Malgré ce handicap au départ, Saad Ali fonce aujourd'hui vers son objectif. La chance a commencé à lui sourire lorsqu'il s'est classé deux fois troisième en un week-end lors d'une course de Formula Gulf 1000 à Abou Dhabi en 2014.

Il lui faut à présent s'imposer dans l'univers de la Formule 3 et des championnats GP2 et GP3, considérés comme des étapes obligées sur la route de la F1.

«Arriver jusque-là est extrêmement dur, extrêmement difficile, extrêmement compétitif», souligne-t-il.

Et cela coûte cher. «Je n'ai pas d'équipe, je suis tout seul», explique Ali. Pour chaque course, il engage une équipe qui lui fournit une voiture, mais aussi des ingénieurs et des techniciens spécialisés.

S'il a pu jusqu'ici se passer de commanditaires, ce fils de militaire estime qu'il lui faudra lever environ 2 millions de dollars dans les trois ou quatre prochaines années pour espérer réaliser son rêve de concourir aux côtés de champions comme Sebastian Vettel ou Lewis Hamilton.

«Pour les sports mécaniques, il faut cette expertise, ces techniciens, ces infrastructures. Il faut toute cette architecture pour vraiment arriver à quelque chose», insiste-t-il.
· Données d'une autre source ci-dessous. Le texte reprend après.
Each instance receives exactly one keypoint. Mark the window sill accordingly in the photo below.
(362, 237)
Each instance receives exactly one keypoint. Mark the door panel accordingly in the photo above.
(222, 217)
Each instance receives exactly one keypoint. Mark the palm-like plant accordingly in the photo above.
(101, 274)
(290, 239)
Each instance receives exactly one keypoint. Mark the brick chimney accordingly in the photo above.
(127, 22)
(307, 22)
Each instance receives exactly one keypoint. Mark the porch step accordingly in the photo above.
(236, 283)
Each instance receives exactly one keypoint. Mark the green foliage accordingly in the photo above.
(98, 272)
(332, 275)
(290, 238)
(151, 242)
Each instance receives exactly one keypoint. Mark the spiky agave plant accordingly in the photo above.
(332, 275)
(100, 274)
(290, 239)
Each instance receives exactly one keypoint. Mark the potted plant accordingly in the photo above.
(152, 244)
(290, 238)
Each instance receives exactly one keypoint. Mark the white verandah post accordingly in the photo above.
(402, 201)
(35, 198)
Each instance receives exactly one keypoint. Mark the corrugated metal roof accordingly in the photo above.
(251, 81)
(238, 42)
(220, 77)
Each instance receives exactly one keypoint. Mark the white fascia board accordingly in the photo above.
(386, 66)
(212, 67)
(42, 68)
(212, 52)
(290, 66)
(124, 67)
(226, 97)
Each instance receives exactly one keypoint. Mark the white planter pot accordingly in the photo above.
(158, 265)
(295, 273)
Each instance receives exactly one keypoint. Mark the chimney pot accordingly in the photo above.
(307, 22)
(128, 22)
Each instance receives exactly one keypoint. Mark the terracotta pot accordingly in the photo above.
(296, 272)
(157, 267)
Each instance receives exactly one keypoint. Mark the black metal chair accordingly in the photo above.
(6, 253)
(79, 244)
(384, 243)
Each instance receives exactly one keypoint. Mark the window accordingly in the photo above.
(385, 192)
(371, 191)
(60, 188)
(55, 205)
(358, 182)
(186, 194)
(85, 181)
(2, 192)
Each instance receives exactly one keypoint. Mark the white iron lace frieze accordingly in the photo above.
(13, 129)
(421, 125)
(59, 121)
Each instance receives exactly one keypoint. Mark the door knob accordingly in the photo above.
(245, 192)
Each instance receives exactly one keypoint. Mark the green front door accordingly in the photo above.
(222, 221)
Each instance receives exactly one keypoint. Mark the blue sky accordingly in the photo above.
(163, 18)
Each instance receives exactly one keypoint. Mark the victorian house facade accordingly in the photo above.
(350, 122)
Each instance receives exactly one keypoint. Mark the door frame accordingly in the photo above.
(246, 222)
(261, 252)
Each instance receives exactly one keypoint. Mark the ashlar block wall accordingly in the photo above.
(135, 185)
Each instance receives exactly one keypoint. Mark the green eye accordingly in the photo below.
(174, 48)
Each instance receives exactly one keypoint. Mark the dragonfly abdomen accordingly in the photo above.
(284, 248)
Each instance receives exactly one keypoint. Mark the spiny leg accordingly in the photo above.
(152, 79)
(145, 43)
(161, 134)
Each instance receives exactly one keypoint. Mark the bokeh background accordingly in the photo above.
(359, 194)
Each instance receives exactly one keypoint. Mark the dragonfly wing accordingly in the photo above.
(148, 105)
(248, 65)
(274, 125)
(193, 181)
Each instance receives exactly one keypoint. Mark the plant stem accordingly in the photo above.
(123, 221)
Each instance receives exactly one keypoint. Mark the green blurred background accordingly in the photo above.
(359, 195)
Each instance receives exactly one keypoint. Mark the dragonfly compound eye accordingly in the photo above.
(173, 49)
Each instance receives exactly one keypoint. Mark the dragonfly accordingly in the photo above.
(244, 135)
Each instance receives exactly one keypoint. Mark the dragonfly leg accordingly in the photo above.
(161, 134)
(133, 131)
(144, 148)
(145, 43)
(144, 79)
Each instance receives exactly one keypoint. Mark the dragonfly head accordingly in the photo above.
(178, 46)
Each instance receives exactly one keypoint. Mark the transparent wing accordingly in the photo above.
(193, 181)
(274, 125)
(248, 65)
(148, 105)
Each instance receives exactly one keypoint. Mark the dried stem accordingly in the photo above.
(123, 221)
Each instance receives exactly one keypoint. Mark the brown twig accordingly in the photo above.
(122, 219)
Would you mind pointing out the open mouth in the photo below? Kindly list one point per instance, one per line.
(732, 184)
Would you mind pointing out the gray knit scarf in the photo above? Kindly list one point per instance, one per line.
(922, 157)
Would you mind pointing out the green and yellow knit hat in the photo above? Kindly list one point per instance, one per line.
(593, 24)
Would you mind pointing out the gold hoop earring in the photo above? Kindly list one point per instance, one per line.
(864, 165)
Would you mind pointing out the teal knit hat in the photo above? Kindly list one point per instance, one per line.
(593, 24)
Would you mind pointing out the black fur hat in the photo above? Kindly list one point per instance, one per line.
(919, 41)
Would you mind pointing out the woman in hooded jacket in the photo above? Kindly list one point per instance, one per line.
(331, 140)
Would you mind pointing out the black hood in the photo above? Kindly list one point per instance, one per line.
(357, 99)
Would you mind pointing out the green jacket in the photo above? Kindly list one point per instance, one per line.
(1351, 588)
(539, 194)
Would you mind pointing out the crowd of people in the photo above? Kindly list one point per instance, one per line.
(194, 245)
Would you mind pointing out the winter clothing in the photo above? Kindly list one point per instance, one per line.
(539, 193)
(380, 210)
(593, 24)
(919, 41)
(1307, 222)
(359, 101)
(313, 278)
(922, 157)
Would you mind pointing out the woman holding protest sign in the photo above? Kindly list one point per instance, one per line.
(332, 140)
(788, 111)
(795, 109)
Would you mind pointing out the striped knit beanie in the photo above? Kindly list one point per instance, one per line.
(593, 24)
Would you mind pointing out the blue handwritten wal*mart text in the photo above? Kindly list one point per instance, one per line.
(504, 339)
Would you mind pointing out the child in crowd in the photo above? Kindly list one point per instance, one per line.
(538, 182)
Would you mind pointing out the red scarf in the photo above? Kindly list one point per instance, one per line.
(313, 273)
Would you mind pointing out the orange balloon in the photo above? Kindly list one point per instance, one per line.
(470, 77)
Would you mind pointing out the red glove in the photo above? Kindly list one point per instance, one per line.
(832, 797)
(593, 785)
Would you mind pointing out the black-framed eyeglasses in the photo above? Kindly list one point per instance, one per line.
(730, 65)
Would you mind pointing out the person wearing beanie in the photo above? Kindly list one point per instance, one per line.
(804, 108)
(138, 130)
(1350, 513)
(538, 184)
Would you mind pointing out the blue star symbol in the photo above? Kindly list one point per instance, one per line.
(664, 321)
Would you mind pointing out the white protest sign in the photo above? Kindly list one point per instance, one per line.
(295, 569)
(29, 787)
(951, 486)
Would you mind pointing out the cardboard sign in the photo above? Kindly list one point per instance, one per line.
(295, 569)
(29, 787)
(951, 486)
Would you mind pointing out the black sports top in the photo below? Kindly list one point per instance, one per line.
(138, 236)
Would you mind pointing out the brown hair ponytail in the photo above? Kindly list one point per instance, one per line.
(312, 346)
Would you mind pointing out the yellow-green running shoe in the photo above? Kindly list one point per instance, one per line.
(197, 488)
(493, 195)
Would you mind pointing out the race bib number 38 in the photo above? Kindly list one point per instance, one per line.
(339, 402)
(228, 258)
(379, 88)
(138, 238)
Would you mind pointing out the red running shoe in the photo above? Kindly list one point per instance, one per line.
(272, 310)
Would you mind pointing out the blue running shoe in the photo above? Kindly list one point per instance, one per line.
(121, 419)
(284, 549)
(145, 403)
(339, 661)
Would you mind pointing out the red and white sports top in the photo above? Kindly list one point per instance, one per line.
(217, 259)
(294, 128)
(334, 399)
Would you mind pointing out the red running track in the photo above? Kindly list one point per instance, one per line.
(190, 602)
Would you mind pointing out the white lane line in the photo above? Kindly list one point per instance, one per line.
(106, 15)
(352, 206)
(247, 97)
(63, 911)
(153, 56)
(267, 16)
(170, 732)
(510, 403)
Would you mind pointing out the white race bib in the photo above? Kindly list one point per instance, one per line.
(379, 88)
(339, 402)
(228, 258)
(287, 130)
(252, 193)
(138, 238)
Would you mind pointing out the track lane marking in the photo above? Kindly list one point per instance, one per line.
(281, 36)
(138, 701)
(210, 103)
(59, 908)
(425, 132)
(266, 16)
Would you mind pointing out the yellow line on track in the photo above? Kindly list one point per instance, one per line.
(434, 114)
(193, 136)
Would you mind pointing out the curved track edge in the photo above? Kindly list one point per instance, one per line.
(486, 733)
Mais selon Matthew Marsh, ancien pilote devenu commentateur de F1 à la télévision, «très peu de gens dans le monde parviennent à vivre en conduisant des voitures de course, et encore moins dans la F1».

De fait, dénicher de potentiels commanditaires dans un pays où les infrastructures dédiées à la course automobile se limitent aux circuits de kart ne s'annonce pas chose aisée.

Courses sauvages en pleine ville

À en croire les férus de belles machines, le Pakistan aurait pourtant beaucoup à gagner à construire ses propres circuits.

Non seulement l'économie bénéficierait de ces grands travaux, mais beaucoup de jeunes Pakistanais en quête de sensations fortes pourraient y trouver un exutoire, évitant ainsi de mettre d'autres personnes en danger sur les routes.

Selon un jeune passionné de 22 ans, des courses sauvages sont régulièrement organisées en pleine nuit dans les grandes villes pakistanaises au nez et à la barbe de la police.

«Il y a eu des accidents, certains très graves dans lesquels des gens sont morts. Mais cela continue car on ne peut pas brider la jeunesse», explique-t-il à l'AFP sous couvert d'anonymat.

«Que peuvent-ils faire? Ils ne disposent pas de circuit de course. S'il y en avait un, le risque d'accident serait réduit et la passion des jeunes pour la course pourrait être cultivée», argue-t-il.

Saad Ali est du même avis: «La première chose dont nous avons besoin dans le pays est un circuit de course. Les gens qui font la course sur les routes les utiliseront et leur besoin de vitesse pourra s'exprimer de manière très sûre», souligne-t-il.

Baber Kaleem Khan, éditeur du site automobile Pakwheels.com, estime pour sa part que la construction d'un autodrome aurait une série de retombées économiques positives.

«Le sport automobile n'est pas qu'un sport, c'est aussi un programme qui génère d'énormes capitaux», souligne-t-il.

«L'ingénierie nécessaire pour la voiture, l'entraînement du pilote, de l'équipe et des apprentis, le développement du produit et l'aspect commercial (auraient) un effet en aval sur les entreprises locales, qui pourraient concevoir et exporter des pièces depuis» le Pakistan, juge-t-il.

«La faim est là»

Ali n'a commencé à s'intéresser aux courses automobiles qu'en entrant à l'université en 2006 à Islamabad. «Je ne savais vraiment rien car personne au Pakistan n'avait jamais été pilote de course professionnel».

Abandonnant ses études, il s'est tourné vers un centre spécialisé situé à Bahreïn, le Formula BMW Racing Center (FBRC) Bahrain, qui forme de jeunes aspirants pilotes à l'art de la course automobile.

«Au bout de trois jours d'entraînement, j'ai participé au championnat de l'école», raconte-t-il, admettant avoir souffert d'«un sentiment extrême de claustrophobie».

«Lorsque vous vous asseyez dans une voiture et que vous mettez votre casque, vous ne pouvez pas bien respirer», se souvient-il. Quant aux ceintures de sécurité, elles étaient si serrées qu'elles lui sciaient les épaules et lui bloquaient les poumons.

Ces réserves initiales aujourd'hui loin derrière lui et Saad Ali se concentre sur son grandiose objectif: «Atteindre la Formule 1, cela veut dire (entrer dans le cercle des) 22 meilleurs pilotes qui concourent entre eux», sourit-il avec détermination. «L'idée est là, le désir est là, le feu et la faim sont là: tout est là».